Of course, the strengthening of royal power in some quarters does not mean that one can talk about the general advent of absolutism, except as one of several competing ideals. In France, the restraints on the king were still so great that scholars can debate at length whether, under Francis I, for instance, French government was ‘more consultative’ or ‘less decentralised’.36 In England, after the assertion of Tudor monarchy, it was Parliament which asserted itself under the subsequent rule of the Stuarts. In the Holy Roman Empire the imperial Diet gained ground against the Emperor. In Poland-Lithuania republicanism triumphed over monarchy.

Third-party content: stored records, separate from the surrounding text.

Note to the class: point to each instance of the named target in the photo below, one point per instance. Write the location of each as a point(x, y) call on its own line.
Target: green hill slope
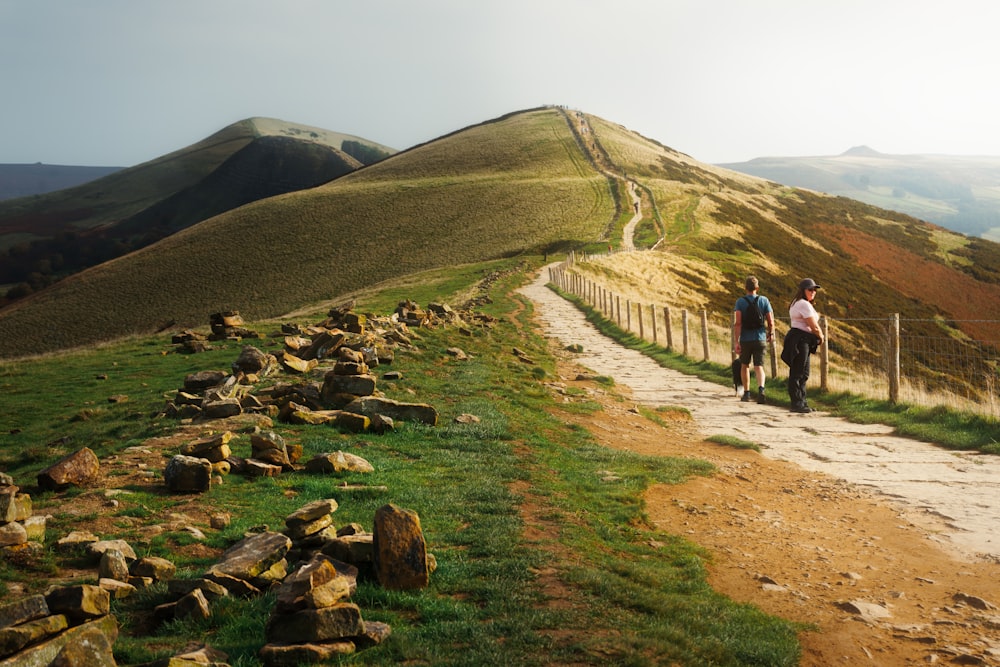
point(961, 193)
point(48, 237)
point(518, 183)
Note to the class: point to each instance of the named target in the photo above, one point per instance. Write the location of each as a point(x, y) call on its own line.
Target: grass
point(500, 189)
point(629, 593)
point(948, 428)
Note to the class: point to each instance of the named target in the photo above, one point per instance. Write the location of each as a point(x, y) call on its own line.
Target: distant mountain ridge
point(532, 183)
point(961, 193)
point(47, 237)
point(24, 180)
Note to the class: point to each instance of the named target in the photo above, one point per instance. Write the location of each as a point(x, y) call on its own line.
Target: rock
point(292, 655)
point(400, 552)
point(46, 652)
point(79, 603)
point(338, 621)
point(253, 361)
point(159, 569)
point(214, 448)
point(868, 611)
point(14, 506)
point(355, 385)
point(34, 526)
point(195, 383)
point(23, 610)
point(97, 548)
point(12, 534)
point(315, 585)
point(92, 648)
point(294, 364)
point(252, 556)
point(210, 589)
point(370, 405)
point(269, 447)
point(15, 638)
point(192, 606)
point(118, 590)
point(338, 462)
point(76, 540)
point(113, 566)
point(311, 511)
point(78, 469)
point(188, 474)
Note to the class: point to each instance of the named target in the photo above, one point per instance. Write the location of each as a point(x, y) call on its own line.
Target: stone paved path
point(962, 489)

True enough, some Renaissance scholars, like Budé, looked to the Roman Empire for their views on monarchy; but others like Bishop Goślicki (Goslicius) looked back to the Roman Republic. Of the two most influential political treatises of the period, the De la République (1576) of Jean Bodin favoured constitutional monarchy, whilst the Leviathan (1651) of Thomas Hobbes made eccentric use of contract theory to favour absolutism. Without much evidence, Hobbes maintained that kings held unlimited rights because at some unspecified time in the past their subjects had supposedly surrendered their own rights. The resultant Leviathan, a ‘monster composed of men’—his metaphor for the modern state— was a regrettable necessity, the only alternative to endless conflict:

During the time when men live without a common power to keep them in awe, they are in that condition which is called war… where every man is enemy to every man. In such condition, there is no place for industry … no navigation … no arts, no letters, no society, and … continual fear of violent death; and the life of man, solitary, poor, nasty, brutish, and short.

The Renaissance stimulated the study of Roman law; but the period was equally marked by the reinforcement and collation of separate national laws and, in the treatise Dejure belli et pacis (1625) of Hugo De Groot (Grotius, 1583–1645), by the emergence of international law.